Sixteen matches in over six years.
That is the trickle that we know currently as the India-Pakistan relationship on the field. This is not quite the detente of the ’60s and ’70s, when they did not play for 18 years.
Neither, however, is it the pragmatism of the ’80s and ’90s, where, despite going periods without regular tours, they found ways of maintaining bilateral ties around the world.
Last night as they faced off again at the Asia Cup in Mirpur, it was easy to wonder exactly what kind of relationship phase they are in at the moment.
Let us first acknowledge there is nothing in cricket like this. That much was evident in Pakistan's one-wicket win. Every ball in cricket has its own little story, but in India-Pakistan matches, each one heaves with so much more drama.
Every little ball, each act, is full-term pregnant with consequences. Potentially each one is a book, a movie, a career and a life all on its own.
On Sunday there was the whole gamut: a dropped catch, a missed stumping, incorrect umpiring decisions, certain boundaries prevented at the last gasp.
With each act, the match swung. Sunday night was ridiculous in perfectly encapsulating what cannot ever be actually and fully encapsulated.
It was most ridiculous in remaining perched on the thinnest edge until the very end.
Even as Shahid Afridi hit those last two balls for sixes, even as they were mis-hit and soared high, the match crept further to a tip that minutes before did not even exist.
Plenty of those Afridi hits have landed in a fielder’s hands. Maybe with bigger boundaries, they still would have.
They did not, but had they, we still would have had another indelible memory in our store that houses these contests.
These match narratives are not unique in and of themselves. Cricket throws them up fairly regularly.
But, in these contests, the narratives are more intense, sometimes darker, more petulant – but always so much more.
So, India-Pakistan remains a rivalry primarily because an absence of contests does not easily erase an entire history.
Additionally, all the games, other than the limited-overs tour Pakistan undertook in late 2012, have been one-off contests in high-profile tournaments.
Usually prolonged participation in the tournament has been at stake, so that the unique edge and tension that constitutes a rivalry has remained and the Asia Cup would be even more irrelevant but for an India-Pakistan match.
If anything, that has sharpened its nature, even if it can be convincingly argued that India-Pakistan contests might do better without necessarily carrying higher stakes.
There is no longer even the regular, defanging neutrality of Sharjah or Toronto to cool those things down.
But it is also not a rivalry in any real sense of the word. Rivalries require familiarity and a certain degree of regularity.
They need sustenance.
Right now we are reduced to relying on organisers such as the International Cricket Council (ICC) finding ways to ensure they meet at least once in every ICC tournament.
So much has happened since the last time these two had regular bilateral interaction that it feels like it should constitute a new history.
A fresh generation of players has emerged on both sides.

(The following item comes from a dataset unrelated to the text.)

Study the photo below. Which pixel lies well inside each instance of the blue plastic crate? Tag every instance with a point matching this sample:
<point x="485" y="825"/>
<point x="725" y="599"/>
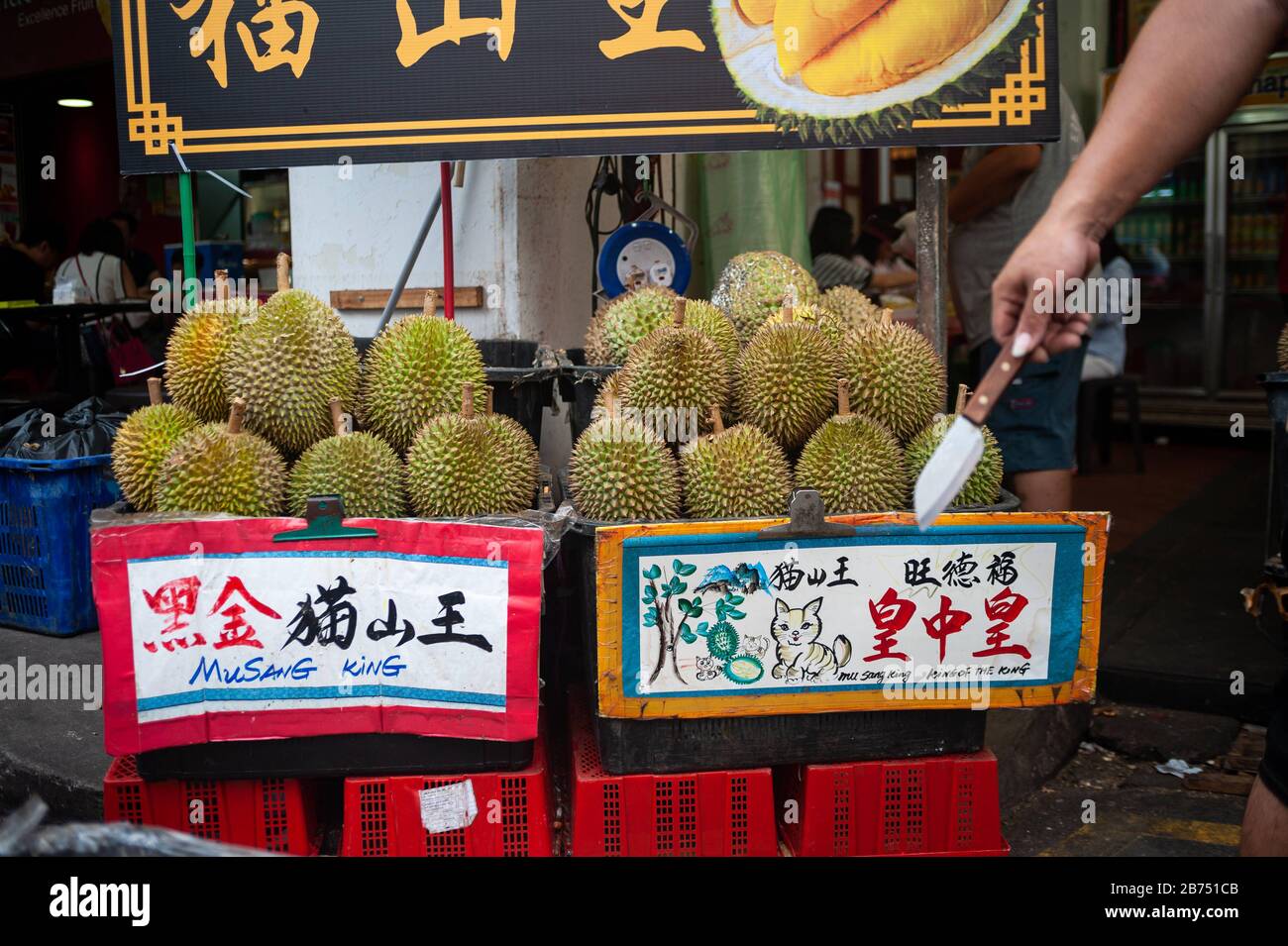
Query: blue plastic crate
<point x="46" y="506"/>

India has conquered the world and lost it, too.
Pakistan never had the world, but has lost its way spectacularly in it. It needs reminding that today, the morning after, marks half a decade since Pakistan effectively lost the right to host home matches.
Actually, forget six years. Much has happened in the last two months alone that compels a resumption.
The BCCI, and the boards of England and Australia, have aligned to form a new world order. In that world, Pakistan is untethered, drifting as one of the smaller boards in a sea of irrelevance.
Like every other board, they need the BCCI and matches with India. Over the last six years, the Pakistan Cricket Board (PCB) has been chasing the BCCI for matches. The BCCI has not been keen.
Unlike every other board, the PCB has not yet signed onto the new world governance. Their official approval would be nice, but it is not necessary, so as far as bargaining chips go, the PCB does not have a particularly strong one.
Carrots have been dangled their way, but nothing would help dispel fears of how cricket now goes than the BCCI signing on for at least one full series with the PCB. They do not need to play Pakistan. Financially, the BCCI has enough eggs in enough baskets to live and profit without it.
But as last night proved, as any number of their recent games have underscored time and again, cricket needs a full renewal of an unmatched rivalry.